Rachel Roddy’s Barley, Lentil, and Vegetable Soup Recipe | Food

LLike many of their generation, my grandparents dealt with the chaos of life with cans. Biscuits, buttons, screws, tea, picture hooks, old keys, shoe polish, used stamps, biscuits, cakes, shortbread biscuits, plasters, crayons: they all had one. Even tin cans—liquorice, mints, balms—had a tin that looked at times as old as my grandparents themselves and was difficult to open. Others celebrated events or commemorated places visited. By far the best cans, however, were the candy ones. One lived in the kitchen, the other in the glove compartment of Grandpa’s immaculate car.
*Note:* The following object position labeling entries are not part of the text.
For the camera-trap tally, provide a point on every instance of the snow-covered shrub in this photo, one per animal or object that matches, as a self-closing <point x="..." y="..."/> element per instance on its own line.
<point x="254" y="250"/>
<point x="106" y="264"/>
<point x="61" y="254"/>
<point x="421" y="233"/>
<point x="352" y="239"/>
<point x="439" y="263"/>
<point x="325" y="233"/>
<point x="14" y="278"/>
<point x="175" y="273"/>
I can picture my grandmother opening the cute tin can, which was blue with a raised white pattern and shaped like a mailbox; She would pull the lid off and then lower it to grandson’s level. I remember the chill smell of Fox’s Glacier Mints (grandma’s favorite, always dominant) and how we rummaged past their blue and white wrappers in search of a humbug or barley sugar. The dimensions of a candy are perfect, as is a twist-off shell and the thick sweetness of barley sugar, the most digestible of all candies.
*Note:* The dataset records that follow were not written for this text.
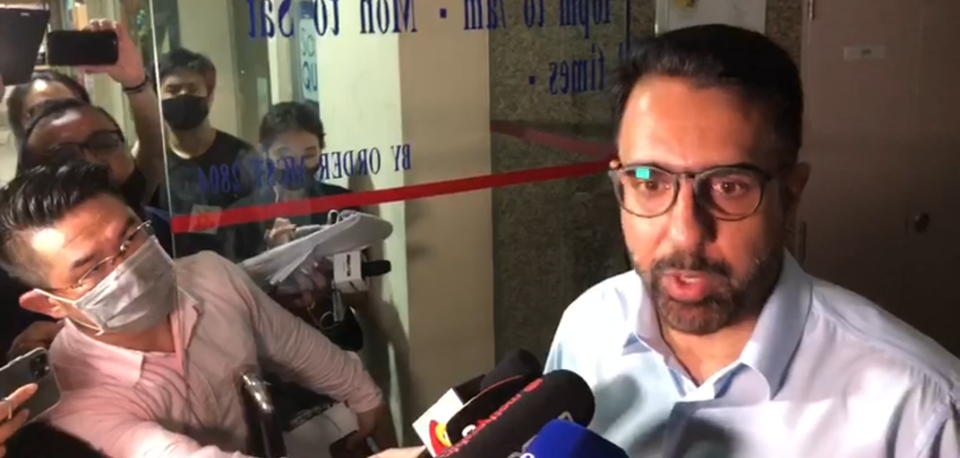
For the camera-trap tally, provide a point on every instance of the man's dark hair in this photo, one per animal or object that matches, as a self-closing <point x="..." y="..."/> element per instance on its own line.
<point x="724" y="56"/>
<point x="290" y="117"/>
<point x="185" y="60"/>
<point x="46" y="112"/>
<point x="17" y="98"/>
<point x="37" y="199"/>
I kept this thought until recently when I discovered that barley candy contains no barley. They did when they were first made in the 16th century by a French matron who mixed barley water with sugar when she was (apparently) looking for a cure. I wonder when the recipe changed. Florence White uses lemon and almond oils in her 1932 book Good Things In England. Similarly, I’m wrong about the Italian drink Orzatajust is the Italian word for barley – which has been processed into a cloudy syrup that refreshed generations of overheated people children, but is now made with almonds. Faced with the worrying news that I can no longer rely on getting my daily barley from candy and syrup, I started looking at alternatives.

Barley, along with lentils, peas, bitter vetch, chickpeas, emmer wheat, and einkorn, is one of the eight Neolithic founding crops domesticated in the Fertile Crescent more than 12,000 years ago. As with all grains, its consumption is often observed in four stages: raw; roasted and soaked or boiled; ground; and mixed with flour to form a dough. The cooking is where I am today, with another ole, lentils: together they make a fantastically strong, yet smooth soup, which we recently ate at a great spot not far from Rome’s Porta Pia called Fiaschetteria Marini. They need nice pearl barley here.
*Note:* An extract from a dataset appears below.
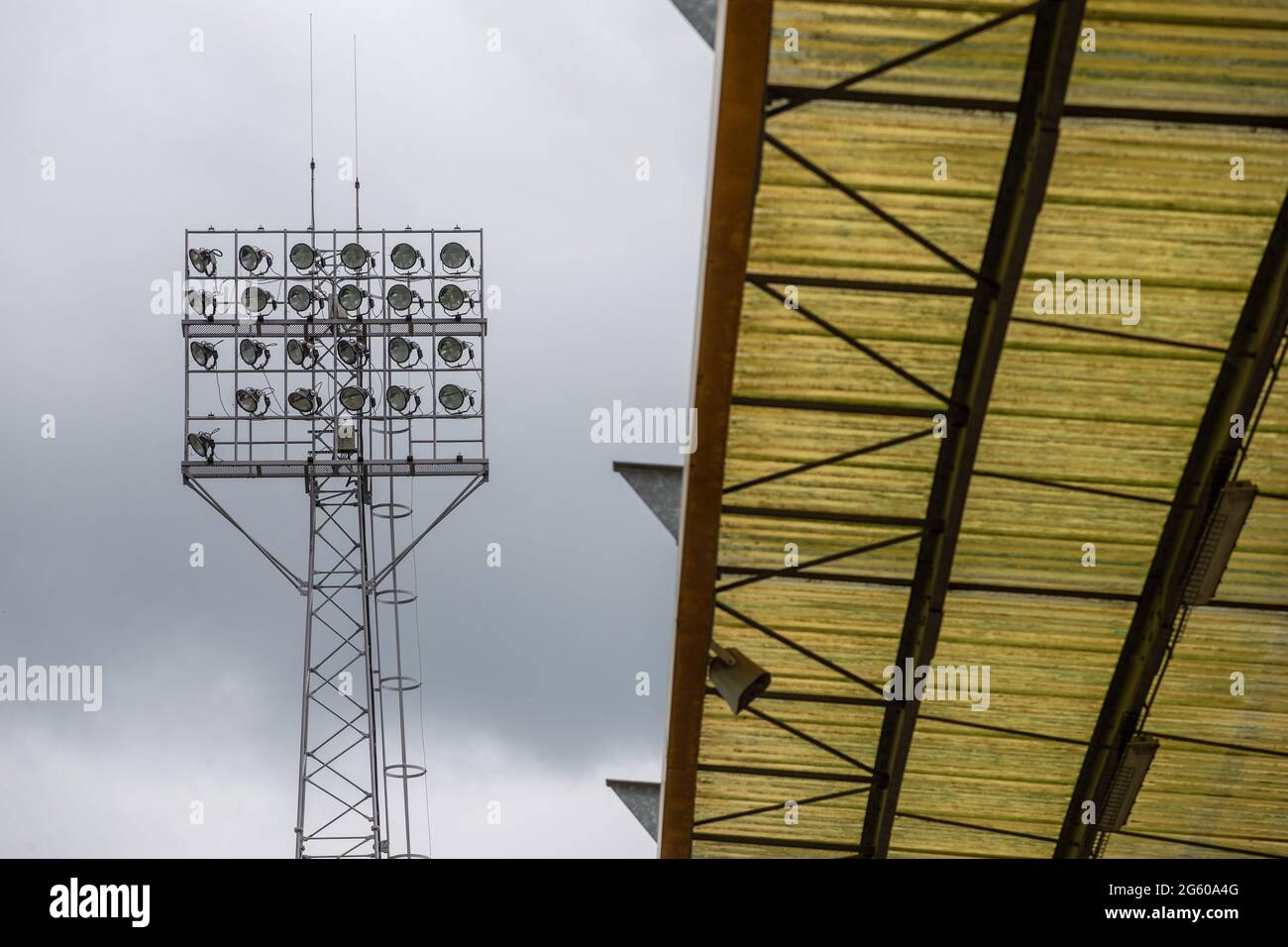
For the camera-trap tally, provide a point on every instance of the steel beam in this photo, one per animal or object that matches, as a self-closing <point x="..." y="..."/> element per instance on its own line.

It’s wonderful how barley transforms as it cooks, from hard pearls to plump knobs, its texture and flavor are a combination of oats and wheat. And it has a milky near-sweetness – no wonder it makes such wonderful candies. Barley is also sizzling and will continue to swell off the stove, so add extra water and salt to get a rustling consistency rather than a stiff one. And while it sadly won’t add to the world chaos, storing that leftover pearl barley in a can might help keep the closet organized.

Barley, lentil and vegetable soup

preparation 10 mins
a cook 40 mins
serves 4

1 onionpeeled and finely diced
1 stick of celeryfinely diced
1 carrotpeeled and finely diced
salt and black pepper
5 tbsp olive oil
1 small potatopeeled and finely diced
2 bay leaves
250
g pearl barley
250
G small brown lentils

In a heavy-bottomed stockpot, gently sauté the onion, carrot, celery, and a pinch of salt in the olive oil until soft and translucent. Add the potatoes and bay leaves and cook for a few more minutes.

Now, when their cooking time is the same (about 30 minutes), add the lentils and barley along with a liter and a half of water. If they have different cooking times, add one and the water and add the other a little later. Bring to a boil, then reduce heat and simmer, stirring occasionally, for half an hour or until lentils and barley are tender. You’ll probably need to add another 500ml of water – keep that in mind.

Remove half of the soup, puree until creamy, then return to the pan and season with salt and black pepper. Serve with a little olive oil and red chili flakes or croutons, if you like.